People in Massachusetts and Costa Rica are surprised to be reminded their pocket computers ultimately belong to the operating system owner. Guidance on vaccination status, guidance for estate agents. Doorbells.

😼

—

Massachusetts launched a COVID tracking app, and uh, it was automatically installed?!

The move sparked fears about big tech and government surveillance and fueled conspiracy theories.

To do this once may be regarded as a misfortune; to do it twice looks like carelessness. Or worse.

On Monday the Irish Times reported “90% of businesses want guidance on worker vaccination data”. Later in the week the DPC published the guidance these businesses wanted.

Of interest in the Irish Times article was the following

Personal data can only be processed with a lawful basis. Wishes and likes ascertained through a survey are not lawful bases.

More

Lewis Silkin: ‘Ireland - Collecting Employee Vaccine Data – Latest Guidance’
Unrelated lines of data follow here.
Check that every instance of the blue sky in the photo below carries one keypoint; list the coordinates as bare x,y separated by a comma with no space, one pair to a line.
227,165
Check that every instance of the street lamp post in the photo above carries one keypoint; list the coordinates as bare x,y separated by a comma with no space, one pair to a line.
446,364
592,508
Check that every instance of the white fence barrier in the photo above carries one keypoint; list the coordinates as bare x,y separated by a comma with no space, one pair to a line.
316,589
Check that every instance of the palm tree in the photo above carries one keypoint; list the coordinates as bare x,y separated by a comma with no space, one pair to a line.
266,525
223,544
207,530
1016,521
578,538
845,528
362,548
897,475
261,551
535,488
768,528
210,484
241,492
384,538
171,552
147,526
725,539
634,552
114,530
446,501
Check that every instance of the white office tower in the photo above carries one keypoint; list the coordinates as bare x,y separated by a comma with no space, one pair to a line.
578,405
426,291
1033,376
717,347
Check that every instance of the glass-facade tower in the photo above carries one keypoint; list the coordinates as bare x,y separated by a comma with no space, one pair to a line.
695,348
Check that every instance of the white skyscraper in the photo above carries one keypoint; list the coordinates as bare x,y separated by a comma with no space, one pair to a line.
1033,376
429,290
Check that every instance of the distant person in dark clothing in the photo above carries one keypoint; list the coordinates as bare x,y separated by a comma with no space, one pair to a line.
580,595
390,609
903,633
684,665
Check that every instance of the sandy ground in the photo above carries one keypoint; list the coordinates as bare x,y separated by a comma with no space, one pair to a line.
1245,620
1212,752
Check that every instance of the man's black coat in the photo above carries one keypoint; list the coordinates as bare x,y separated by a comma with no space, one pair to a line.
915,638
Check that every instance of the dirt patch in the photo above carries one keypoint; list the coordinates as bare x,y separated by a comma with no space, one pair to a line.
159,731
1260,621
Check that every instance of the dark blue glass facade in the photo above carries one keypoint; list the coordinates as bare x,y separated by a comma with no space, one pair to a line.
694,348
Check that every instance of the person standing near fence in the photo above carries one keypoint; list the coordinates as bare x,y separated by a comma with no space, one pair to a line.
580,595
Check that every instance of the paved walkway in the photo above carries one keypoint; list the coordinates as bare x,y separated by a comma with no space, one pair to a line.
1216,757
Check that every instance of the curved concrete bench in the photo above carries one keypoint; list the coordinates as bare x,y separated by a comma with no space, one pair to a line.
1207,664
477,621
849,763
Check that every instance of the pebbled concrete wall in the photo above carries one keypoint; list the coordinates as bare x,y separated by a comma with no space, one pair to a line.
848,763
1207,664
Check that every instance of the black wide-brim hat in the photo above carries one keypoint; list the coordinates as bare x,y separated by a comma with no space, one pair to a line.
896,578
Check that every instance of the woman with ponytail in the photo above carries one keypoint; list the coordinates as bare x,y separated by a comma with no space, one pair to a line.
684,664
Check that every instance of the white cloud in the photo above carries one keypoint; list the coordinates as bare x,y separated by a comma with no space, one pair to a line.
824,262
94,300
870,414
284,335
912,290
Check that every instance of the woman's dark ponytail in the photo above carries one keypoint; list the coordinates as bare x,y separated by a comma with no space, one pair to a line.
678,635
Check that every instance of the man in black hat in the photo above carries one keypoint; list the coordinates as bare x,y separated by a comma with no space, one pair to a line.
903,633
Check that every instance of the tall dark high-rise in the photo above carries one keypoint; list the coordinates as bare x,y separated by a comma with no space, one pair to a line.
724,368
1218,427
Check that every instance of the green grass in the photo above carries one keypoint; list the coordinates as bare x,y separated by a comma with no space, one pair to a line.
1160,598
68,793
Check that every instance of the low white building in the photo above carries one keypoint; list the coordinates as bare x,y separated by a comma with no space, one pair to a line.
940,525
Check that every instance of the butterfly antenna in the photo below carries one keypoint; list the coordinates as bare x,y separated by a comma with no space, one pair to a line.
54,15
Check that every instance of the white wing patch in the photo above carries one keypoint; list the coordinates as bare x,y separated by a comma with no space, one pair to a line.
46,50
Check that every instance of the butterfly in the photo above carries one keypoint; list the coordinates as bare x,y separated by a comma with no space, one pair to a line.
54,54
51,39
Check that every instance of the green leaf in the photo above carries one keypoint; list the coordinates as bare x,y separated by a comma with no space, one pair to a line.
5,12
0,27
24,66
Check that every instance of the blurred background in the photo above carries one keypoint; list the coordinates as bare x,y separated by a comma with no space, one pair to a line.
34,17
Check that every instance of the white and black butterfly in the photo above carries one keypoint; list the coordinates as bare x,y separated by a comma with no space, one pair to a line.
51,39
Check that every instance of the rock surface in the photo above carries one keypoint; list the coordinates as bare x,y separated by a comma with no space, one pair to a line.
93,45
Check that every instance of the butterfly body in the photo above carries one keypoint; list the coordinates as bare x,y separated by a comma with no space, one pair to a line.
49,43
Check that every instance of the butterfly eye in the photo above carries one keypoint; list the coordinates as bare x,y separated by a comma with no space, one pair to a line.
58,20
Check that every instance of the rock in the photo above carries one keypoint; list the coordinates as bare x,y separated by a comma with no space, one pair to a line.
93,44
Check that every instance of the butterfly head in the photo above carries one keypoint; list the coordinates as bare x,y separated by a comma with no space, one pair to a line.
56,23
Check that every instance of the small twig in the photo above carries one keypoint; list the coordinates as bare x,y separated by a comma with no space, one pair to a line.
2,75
The Journal: ‘No clear legal basis’ for processing information around employee vaccine status, DPC says

A “broad coalition of consumer rights organizations, civil rights groups, NGOs, and academics” published an open letter to lawmakers on both sides of the Atlantic calling for them to consider a ban of surveillance-based advertising. [direct link to PDF]

—

The Dutch Consumentenbond and the Take Back Your Privacy Foundation have demanded TikTok pay damages to children whose personal data it unlawfully processed.

TikTok must pay Dutch children damages for the unlawful processing of their personal data. The company must also delete the illegally collected personal data, and comply with the law going forward. This is what the Consumentenbond and Take Back Your Privacy Foundation demand from TikTok.

The DPC published ‘Guidance on the Collection of Personal Data Prior to Viewing a Property’. It’s fairly unambiguous: “The DPC does not consider there can be any justification (COVID-19 related restrictions included) for the extensive collection of personal data such as financial statements, proof of funds, utility bills, PPS numbers etc. from prospective purchasers at the initial stages of advertising or hosting viewings of a property.”

—

In Luxembourg the CNPD imposed an €18,000 fine on an organisation for failing to provide adequate resources to its DPO, failing to adequately involve the DPO “in informing and advising on obligations under the GDPR and other EU law” and not sufficiently involving the DPO at an operational level.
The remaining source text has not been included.